Acaba çocuğunuza genel olarak baktığınızda “hiç bir şey anlamayan çocuk” mu? Yada “aptal bir çocuk” mu? Peki ya “rezillik kaynağı bir çocuk” mu? Elbette değil ama biraz önce kızarken çocuğunuza karşı kurduğunuz cümleler, çocuğunuz tarafından bu şekilde algılanıyor ve zamanla davranışlarına yansıyor. Çünkü kızarken kurduğumuz bu cümleler çocuğun kişiliğiyle ilgili cümlelerdi. Çocuklara ve gençlere karşı olan iletişimlerde kurduğumuz cümleler çocuğumuzun kişiliğini hedef almamalı.

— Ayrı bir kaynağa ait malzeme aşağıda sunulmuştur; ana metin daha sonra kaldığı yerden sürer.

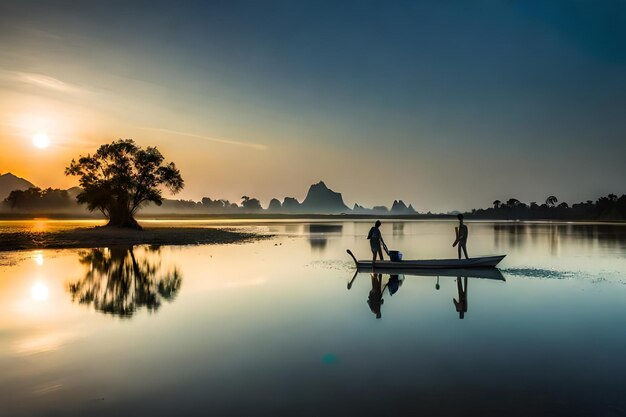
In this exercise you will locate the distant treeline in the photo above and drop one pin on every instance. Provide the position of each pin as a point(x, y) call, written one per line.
point(610, 207)
point(36, 200)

Öyle ki bu durum Said Nursi’nin insana bakışında insanı sıfatlara ayırarak, o insanı değerlendirmek gerektiği gerçeğini hatırlatıyor. Bir gemide dokuz masum bir cani bulunsa o gemi yine de batırılmaz, diyerek bu bakış açısını en güzel biçimde somutlaştırarak ifade ediyor. Bu bağlamda karşıda ki insana verilen tepkilerde, insan bir bütün olarak ele alınmalıdır. Birçok iyi yönü olan çocuğumuza da bu pencereden bakmamız gerekiyor. Bir davranışıyla, tüm güzel yönlerini “anlayışsızlık, aptallık ve rezillik” etiketlerine mahkum etmememiz gerekiyor. Yaptığı bir yanlışla “aptal etiketi” alan bir çocuğun akıllıca yaptığı ve sizi mutlu eden iyi bütün davranışları da bu etiketle birlikte “aptallık etiketine” mahkum edilmiş oluyor.

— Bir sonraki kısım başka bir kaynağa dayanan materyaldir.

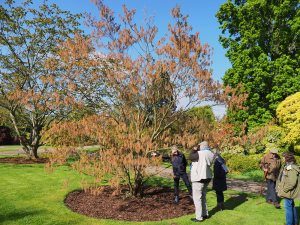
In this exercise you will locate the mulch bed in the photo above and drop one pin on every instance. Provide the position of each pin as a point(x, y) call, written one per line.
point(22, 160)
point(157, 204)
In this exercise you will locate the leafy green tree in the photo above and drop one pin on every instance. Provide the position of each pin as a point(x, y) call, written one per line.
point(261, 38)
point(29, 92)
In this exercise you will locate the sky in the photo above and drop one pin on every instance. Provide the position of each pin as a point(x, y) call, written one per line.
point(201, 17)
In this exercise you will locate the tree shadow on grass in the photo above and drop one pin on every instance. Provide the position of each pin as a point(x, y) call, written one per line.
point(16, 215)
point(231, 203)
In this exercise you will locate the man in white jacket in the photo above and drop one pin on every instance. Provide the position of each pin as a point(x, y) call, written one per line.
point(201, 175)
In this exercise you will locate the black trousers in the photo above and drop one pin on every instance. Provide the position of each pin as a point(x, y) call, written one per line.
point(271, 192)
point(220, 196)
point(186, 181)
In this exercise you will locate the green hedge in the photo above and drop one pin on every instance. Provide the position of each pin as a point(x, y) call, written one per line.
point(242, 163)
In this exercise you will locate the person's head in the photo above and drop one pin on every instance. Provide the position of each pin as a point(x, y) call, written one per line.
point(204, 146)
point(195, 148)
point(289, 157)
point(274, 150)
point(174, 150)
point(216, 151)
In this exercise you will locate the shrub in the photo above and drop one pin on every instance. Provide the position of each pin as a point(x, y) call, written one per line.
point(288, 114)
point(242, 163)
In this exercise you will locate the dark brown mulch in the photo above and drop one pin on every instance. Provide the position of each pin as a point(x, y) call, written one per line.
point(22, 160)
point(157, 204)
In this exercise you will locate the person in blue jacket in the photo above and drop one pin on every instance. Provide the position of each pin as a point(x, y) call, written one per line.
point(179, 164)
point(219, 179)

Tüm suç bizim de hırsızın hiç mi suçu yok, dersek; elbette çocuğumuza gerektiğinde ORANTILI TEPKİ vereceğiz. Kızmamızı gerektiren bir davranış sergiliyorsa çocuğumuza elbette kızmamız gerekir. Ancak çocuğumuzun kişiliğini hedef alan bir cümle kurarsak bu orantısız bir tepki olur, çünkü bu tepki kişiliğini bozma tehlikesine götürebilecek kadar büyük bir yanlıştır. Bunun yerine yaptığı davranışa kızmak gerekir. Yine Said Nursi’nin her şeye bu bakış açısıyla bakması dikkate değer bir meseledir. İnsanı iyi ve kötü yönleriyle ayırmakla kalmaz, Avrupa ve felsefe gibi objeleri dahi iyiliklerini ve kötülüklerini ayrıştırarak ele alır. Aynen bu şekilde bizde bir davranışı çocuğumuzun iyi ve güzel davranışlarından ayırarak ele almamız gerekir. Mesela ‘ne yaramaz bir çocuksun’ yerine ‘bu yaptığın davranış hem Ayşe Teyzeleri hem de beni çok kırdı ve çok üzüldük’ cümlesiyle kızgınlık ve kırılganlık çocuğa iletilebilir. Kısaca bir cümle ile özetlemek gerekirse, çocuğumuza karşı vereceğimiz olumsuz tepkilerde çocuğumuzun kişiliğini hedef alan değil, yaptığı yanlış davranışı hedef alan –yaşa uygun- cümleler kurmamız gerekir.